New York, fine anni Quaranta, il film si svolge interamente all'interno dell'appartamento di uno dei protagonisti, Brandon, e inizia subito con un urlo agghiacciante e l'evidenza di un omicidio, commesso da Brandon in complicità con Phillip ai danni di David, un loro amico.
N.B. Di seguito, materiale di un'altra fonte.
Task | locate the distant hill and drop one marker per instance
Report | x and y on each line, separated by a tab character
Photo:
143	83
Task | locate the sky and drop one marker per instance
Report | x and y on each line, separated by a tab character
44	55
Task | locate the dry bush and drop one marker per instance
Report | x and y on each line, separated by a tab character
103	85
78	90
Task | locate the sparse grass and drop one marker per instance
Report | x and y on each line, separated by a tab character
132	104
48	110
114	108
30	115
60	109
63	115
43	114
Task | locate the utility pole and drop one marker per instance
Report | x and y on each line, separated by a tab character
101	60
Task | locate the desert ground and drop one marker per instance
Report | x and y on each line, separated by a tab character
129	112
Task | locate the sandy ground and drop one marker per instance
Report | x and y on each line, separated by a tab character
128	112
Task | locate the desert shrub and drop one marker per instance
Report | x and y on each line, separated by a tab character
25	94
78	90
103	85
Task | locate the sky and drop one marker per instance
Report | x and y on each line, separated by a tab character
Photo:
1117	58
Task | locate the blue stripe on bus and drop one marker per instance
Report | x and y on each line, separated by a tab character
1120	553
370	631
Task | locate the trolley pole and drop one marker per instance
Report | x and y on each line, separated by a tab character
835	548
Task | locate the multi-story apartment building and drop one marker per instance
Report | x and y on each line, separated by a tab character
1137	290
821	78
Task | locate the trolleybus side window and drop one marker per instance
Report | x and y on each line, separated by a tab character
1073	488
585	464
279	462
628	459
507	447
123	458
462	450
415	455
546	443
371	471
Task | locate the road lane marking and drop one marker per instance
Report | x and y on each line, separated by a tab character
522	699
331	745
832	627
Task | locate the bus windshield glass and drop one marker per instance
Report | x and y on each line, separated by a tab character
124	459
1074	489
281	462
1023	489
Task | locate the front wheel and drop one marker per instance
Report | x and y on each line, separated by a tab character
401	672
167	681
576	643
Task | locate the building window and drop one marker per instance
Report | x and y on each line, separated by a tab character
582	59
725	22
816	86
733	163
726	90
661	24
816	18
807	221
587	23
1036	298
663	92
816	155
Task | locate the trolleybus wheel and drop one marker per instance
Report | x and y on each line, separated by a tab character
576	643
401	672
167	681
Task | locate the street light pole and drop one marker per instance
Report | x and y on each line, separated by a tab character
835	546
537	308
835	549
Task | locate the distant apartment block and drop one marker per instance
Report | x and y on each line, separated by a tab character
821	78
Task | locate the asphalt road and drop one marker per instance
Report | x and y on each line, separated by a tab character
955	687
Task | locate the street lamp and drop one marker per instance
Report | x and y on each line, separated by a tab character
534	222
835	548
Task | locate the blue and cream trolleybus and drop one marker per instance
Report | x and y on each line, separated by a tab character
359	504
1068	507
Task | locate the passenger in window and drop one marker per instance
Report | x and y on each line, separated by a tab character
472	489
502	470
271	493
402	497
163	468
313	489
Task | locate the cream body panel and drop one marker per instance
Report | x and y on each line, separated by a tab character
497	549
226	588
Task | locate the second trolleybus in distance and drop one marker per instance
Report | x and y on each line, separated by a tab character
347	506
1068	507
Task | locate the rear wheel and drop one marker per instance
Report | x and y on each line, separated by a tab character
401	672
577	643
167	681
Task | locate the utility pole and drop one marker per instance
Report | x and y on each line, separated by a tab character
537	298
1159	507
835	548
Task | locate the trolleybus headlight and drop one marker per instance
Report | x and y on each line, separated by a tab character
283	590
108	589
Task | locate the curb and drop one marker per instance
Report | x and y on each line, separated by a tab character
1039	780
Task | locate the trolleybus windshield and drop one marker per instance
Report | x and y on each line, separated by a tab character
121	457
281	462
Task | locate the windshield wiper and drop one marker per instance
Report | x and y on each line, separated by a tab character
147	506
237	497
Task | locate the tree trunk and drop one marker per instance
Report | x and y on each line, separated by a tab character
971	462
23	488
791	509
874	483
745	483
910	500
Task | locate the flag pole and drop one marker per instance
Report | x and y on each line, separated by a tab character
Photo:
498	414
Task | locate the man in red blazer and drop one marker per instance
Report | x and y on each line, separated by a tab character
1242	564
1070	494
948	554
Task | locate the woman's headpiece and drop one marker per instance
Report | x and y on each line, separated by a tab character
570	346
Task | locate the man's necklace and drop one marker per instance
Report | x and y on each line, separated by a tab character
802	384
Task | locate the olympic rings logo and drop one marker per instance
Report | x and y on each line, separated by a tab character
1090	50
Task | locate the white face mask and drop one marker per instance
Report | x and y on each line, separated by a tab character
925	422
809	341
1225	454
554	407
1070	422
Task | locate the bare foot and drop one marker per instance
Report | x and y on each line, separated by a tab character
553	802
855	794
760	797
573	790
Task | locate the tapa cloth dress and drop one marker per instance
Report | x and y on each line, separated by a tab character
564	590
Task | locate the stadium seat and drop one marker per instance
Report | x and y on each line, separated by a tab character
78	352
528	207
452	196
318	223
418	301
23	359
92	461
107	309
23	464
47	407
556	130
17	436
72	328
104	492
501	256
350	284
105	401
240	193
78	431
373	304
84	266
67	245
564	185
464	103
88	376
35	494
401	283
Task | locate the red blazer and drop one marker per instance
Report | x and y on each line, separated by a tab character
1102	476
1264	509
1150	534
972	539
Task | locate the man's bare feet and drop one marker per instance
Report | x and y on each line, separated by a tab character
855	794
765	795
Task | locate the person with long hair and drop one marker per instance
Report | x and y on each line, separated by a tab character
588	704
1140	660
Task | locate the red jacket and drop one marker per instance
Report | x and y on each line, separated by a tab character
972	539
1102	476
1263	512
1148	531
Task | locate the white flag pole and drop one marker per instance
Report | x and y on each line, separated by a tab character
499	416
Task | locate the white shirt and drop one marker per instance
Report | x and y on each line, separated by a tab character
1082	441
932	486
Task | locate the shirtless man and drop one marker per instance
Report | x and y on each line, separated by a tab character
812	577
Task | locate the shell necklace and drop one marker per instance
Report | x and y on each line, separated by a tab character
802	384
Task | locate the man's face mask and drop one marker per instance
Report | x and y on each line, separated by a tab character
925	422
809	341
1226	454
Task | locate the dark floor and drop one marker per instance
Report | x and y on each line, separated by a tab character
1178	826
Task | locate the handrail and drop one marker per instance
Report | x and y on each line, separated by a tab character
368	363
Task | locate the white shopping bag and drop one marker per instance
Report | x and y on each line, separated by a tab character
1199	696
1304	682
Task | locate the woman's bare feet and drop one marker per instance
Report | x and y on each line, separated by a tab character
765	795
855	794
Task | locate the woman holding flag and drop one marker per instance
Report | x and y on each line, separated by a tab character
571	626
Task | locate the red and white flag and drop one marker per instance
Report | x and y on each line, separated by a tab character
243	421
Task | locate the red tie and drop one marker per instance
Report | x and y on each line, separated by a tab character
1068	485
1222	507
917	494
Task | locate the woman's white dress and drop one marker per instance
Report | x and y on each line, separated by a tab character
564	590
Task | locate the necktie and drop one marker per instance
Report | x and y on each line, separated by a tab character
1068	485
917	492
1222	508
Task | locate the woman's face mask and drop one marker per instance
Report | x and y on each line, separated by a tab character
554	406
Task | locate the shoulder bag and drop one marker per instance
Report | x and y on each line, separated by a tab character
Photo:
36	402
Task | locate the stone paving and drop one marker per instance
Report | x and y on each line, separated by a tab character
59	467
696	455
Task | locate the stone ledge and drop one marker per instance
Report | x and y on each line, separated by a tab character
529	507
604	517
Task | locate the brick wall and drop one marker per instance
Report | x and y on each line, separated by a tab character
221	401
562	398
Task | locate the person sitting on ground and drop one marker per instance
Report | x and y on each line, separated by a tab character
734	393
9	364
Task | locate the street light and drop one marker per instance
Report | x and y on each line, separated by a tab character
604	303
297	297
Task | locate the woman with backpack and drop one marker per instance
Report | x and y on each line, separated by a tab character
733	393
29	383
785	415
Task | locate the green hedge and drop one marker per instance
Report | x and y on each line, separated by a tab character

Da qui la trama ruoterà tutto attorno al delitto e ai due protagonisti che imbandiscono un piccolo ricevimento proprio su una panca che contiene il cadavere...

Nodo alla gola

Girato nel 1948 per la Warner Bros, "Nodo alla gola" è la prima pellicola a colori del regista nel quale troviamo la sua pazza idea di tentare di voler girare un film quasi con un'unica ripresa attraverso ben 11 piani sequenza tra loro collegati che conferiscono realismo e coinvolgimento; una tecnica utilizzata dai grandi partendo da Orson Welles in "Quarto Potere", a Ettore Scola in "Una giornata particolare", "Quei bravi ragazzi" di Martin Scorsese.

Cocktail per un cadavere

All'apparenza semplice nella trama anche perchè girato in un solo luogo e in un tempo ristretto (si nota dalla finestra sulla sfondo il cambio di luce con il passare delle ore) è riuscito a tenermi incollata allo schermo per la suspance e l'ansia mentre la storia si sviluppa; interessanti i caratteri dei due protagonisti, timido uno e folle e sicuro l'altro, contro James Stewart al suo esordio con Hitchcock, sospettoso e decisivo.

Super la scena quando la cameriera sparecchia pian piano la panca lasciando presagire che verrà aperta a breve. La vera protagonista di tutto il film è proprio la macchina da presa che coinvolge e comanda l'occhio dello spettatore. Tutto il resto pare quasi superfluo.